Organizations can use data analytics technologies and procedures to examine data sets and discover new insights. Business intelligence (BI) queries answer fundamental questions about the operation and performance of businesses. Big data analytics is a subset of advanced analytics, incorporating features like predictive models, statistical algorithms, and what-if analysis supported by analytics tools.

2. Why start a career in the field of Data Analytics?

Taking any of these Data Analytics Courses in Hong Kong will boost your career. Businesses of all sizes repurpose themselves for the Internet marketplace. Therefore, adopting big data is the top goal of the company, opening doors for growth in telecommunications, banking and insurance, healthcare, and other industries.

Improved marketing, B2B market connections, and coordinated operations and manufacturing were all part of the transition. The future of big data analytics is significantly brighter because of the constantly changing data and its fruitful results. The need for more individuals with the necessary skill set: Despite the industry booming with data analytics job profiles, there is a substantial talent gap between available data analysts and qualified individuals.

3. What are the programming languages required for Data Analytics?

There are many different programming languages available, but if you’re just getting started and have your heart set on being a data analyst, it is recommended to learn Python and SQL. Additionally, you will learn Python and SQL as part of the Data Analyst Career Path to provide you with the tools you need to succeed in entry-level employment.

Finally, consider learning R if you are already comfortable with Python for data analysis. Naturally, you can learn more languages and libraries to expand your knowledge, but it’s a good idea to start with the fundamentals and become familiar with these three.

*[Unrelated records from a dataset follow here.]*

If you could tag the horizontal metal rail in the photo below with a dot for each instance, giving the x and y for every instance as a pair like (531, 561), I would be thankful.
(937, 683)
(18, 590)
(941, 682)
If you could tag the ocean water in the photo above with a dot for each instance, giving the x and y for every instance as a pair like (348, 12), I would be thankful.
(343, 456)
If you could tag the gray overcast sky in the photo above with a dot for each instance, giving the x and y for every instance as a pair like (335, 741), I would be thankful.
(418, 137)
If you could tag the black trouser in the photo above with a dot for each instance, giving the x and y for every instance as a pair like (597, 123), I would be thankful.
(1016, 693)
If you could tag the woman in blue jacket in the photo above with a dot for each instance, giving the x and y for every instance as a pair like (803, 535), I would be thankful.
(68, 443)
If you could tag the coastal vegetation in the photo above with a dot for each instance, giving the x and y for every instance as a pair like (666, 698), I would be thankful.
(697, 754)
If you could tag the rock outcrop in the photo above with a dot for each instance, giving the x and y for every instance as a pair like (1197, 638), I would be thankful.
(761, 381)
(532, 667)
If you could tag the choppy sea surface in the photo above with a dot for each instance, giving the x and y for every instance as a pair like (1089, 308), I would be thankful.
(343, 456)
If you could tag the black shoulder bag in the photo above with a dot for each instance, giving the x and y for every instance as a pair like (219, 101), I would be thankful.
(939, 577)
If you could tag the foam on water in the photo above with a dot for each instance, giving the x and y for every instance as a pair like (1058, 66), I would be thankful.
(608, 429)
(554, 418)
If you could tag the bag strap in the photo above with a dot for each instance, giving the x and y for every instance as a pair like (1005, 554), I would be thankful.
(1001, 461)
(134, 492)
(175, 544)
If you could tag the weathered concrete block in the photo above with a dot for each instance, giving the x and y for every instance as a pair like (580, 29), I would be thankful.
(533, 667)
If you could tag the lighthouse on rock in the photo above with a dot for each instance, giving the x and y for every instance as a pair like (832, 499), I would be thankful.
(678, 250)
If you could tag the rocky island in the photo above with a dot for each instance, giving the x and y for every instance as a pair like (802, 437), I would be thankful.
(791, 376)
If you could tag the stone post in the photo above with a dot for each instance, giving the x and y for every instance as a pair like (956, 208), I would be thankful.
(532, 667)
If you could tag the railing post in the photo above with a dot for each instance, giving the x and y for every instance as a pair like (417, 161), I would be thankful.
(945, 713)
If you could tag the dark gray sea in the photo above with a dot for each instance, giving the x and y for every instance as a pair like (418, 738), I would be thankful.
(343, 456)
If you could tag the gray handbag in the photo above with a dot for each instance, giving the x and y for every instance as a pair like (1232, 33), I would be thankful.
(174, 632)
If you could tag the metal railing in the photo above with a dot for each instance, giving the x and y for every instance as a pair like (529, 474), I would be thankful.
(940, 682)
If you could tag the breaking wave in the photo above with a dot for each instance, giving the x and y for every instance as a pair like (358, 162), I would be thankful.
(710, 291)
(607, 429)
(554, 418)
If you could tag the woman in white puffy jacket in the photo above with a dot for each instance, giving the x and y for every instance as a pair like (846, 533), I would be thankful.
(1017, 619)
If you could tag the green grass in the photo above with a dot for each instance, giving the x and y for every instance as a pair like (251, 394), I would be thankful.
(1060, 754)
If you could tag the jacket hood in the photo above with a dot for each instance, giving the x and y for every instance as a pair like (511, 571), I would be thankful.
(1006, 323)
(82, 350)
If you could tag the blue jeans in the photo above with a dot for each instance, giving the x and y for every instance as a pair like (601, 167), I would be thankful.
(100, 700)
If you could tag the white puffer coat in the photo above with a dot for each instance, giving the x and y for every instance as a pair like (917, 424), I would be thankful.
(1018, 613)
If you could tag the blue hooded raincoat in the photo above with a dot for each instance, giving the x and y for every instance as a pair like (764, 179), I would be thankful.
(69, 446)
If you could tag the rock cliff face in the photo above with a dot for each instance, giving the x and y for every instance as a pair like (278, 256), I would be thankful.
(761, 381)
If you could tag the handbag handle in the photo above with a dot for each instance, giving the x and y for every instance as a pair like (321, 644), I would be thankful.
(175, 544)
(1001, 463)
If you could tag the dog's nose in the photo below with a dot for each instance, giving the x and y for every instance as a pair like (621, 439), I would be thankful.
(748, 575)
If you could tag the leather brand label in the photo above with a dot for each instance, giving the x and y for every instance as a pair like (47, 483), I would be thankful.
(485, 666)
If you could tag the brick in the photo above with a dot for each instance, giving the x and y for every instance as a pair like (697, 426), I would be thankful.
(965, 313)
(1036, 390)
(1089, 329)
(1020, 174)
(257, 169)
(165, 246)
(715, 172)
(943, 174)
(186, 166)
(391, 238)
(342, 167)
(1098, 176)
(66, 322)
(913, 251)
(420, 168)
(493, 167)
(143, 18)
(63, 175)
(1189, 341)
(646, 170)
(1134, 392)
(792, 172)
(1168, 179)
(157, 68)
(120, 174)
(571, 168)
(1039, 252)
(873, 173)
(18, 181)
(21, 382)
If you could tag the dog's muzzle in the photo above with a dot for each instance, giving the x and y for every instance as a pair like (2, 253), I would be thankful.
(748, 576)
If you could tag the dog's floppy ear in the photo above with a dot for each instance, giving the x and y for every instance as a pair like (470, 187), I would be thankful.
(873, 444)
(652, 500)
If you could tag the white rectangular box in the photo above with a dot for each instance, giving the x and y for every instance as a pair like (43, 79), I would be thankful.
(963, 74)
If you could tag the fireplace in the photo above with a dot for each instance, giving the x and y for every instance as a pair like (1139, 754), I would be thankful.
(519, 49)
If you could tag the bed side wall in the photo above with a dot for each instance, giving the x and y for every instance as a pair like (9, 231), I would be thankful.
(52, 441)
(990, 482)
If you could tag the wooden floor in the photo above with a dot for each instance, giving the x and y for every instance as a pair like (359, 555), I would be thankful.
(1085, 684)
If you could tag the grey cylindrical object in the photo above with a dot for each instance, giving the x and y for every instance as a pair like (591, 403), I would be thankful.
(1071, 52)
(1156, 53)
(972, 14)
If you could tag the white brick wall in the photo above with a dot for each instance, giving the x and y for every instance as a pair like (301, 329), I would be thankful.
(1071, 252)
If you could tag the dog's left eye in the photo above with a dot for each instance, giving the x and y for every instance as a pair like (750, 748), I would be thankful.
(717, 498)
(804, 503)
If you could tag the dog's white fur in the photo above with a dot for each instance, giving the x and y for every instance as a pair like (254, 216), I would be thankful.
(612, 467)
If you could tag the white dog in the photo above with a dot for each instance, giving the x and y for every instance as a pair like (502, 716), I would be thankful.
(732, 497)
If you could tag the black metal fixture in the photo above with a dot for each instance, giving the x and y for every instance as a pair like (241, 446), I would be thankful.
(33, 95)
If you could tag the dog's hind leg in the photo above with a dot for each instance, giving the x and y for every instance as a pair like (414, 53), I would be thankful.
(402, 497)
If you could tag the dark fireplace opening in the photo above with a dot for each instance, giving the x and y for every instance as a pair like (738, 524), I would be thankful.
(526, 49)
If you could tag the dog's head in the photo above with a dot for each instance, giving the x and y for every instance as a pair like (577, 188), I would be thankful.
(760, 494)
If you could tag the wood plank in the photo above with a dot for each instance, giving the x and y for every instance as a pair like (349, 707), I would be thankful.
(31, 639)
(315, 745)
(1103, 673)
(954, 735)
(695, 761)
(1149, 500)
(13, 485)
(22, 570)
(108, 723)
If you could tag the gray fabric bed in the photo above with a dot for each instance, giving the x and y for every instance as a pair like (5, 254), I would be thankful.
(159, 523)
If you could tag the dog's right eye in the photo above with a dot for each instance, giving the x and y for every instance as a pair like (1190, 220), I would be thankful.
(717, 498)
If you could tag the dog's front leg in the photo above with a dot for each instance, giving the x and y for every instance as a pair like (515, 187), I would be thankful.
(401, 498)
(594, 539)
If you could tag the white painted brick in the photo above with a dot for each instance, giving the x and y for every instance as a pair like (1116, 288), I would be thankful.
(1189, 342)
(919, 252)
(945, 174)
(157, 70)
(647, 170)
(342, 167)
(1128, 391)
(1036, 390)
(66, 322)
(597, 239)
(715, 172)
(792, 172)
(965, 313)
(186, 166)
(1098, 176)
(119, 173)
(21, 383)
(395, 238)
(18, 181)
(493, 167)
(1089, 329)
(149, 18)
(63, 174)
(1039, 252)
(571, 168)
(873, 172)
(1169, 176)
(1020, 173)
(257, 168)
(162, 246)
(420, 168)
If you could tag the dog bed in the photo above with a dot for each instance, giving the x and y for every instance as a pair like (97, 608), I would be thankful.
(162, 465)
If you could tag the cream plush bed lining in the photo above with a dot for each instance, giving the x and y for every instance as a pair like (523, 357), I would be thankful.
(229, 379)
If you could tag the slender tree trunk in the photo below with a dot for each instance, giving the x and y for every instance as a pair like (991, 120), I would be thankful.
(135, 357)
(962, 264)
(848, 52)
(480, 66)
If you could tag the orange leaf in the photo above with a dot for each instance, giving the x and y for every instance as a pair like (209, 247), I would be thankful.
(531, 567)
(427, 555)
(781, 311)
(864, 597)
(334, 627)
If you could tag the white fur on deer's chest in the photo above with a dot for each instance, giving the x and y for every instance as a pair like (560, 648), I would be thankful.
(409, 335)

4. What is the average salary of a Data Analyst?

The amount of experience is one of the main variables affecting your pay. You may anticipate making more money as a data analyst the longer you work in the field. According to Glassdoor, the experience might affect your data analyst salary: Senior Data Analyst: 2 to 4 years: $98,682, Senior Data Analyst IV: 5 to 7 years: $112,593, and Principal Data Analyst: 8+ years: $138,031. In addition, your earning potential can increase even more if you take a leadership position. According to Glassdoor, analytics directors make $180,392 a year, while analytics managers make an average of $129,076.

5. What are the different types of Data Analytic tools?

It doesn’t matter which course you choose; Data Analytics Courses in Hong Kong: will assist you with the expertise in several tools a data analyst needs. However, you’ll need to be skilled in at least some of the tools listed below if you want to work as a data analyst. Using formulae in a spreadsheet, Microsoft Excel is a software that lets you arrange, format, and calculate data. Data analysts may use Microsoft Excel to run basic queries and create pivot tables, graphs, and charts.

Excel comes with a macro programming language called Visual Basic for Applications (VBA). The popular data analytics and business intelligence program Tableau is primarily used as a tool for data visualization. Tableau helps analysts visualize raw data in dashboards, workbooks, maps, and charts. By making the data more understandable and accessible, data analysts can communicate their findings and suggestions better.

A command-driven software program called SAS performs sophisticated statistical analysis and data visualization. A software program called RapidMiner is used for text mining, machine learning, predictive analytics, and data mining (finding patterns). With the help of the business analytics tool Power BI, you can share insights throughout your organization and display your data.

Conclusion

The discipline of data analysis is expanding every day. Data analysis is used by all firms, which is why this position pays quite well. This field has enormous potential because it requires significantly fewer workers than there are now on the market. Enrolling in online or offline Data Analytics Courses in Hong Kong can open the door to a prosperous and bright future. The course is also becoming increasingly popular among working people because it can be completed online and helps their careers.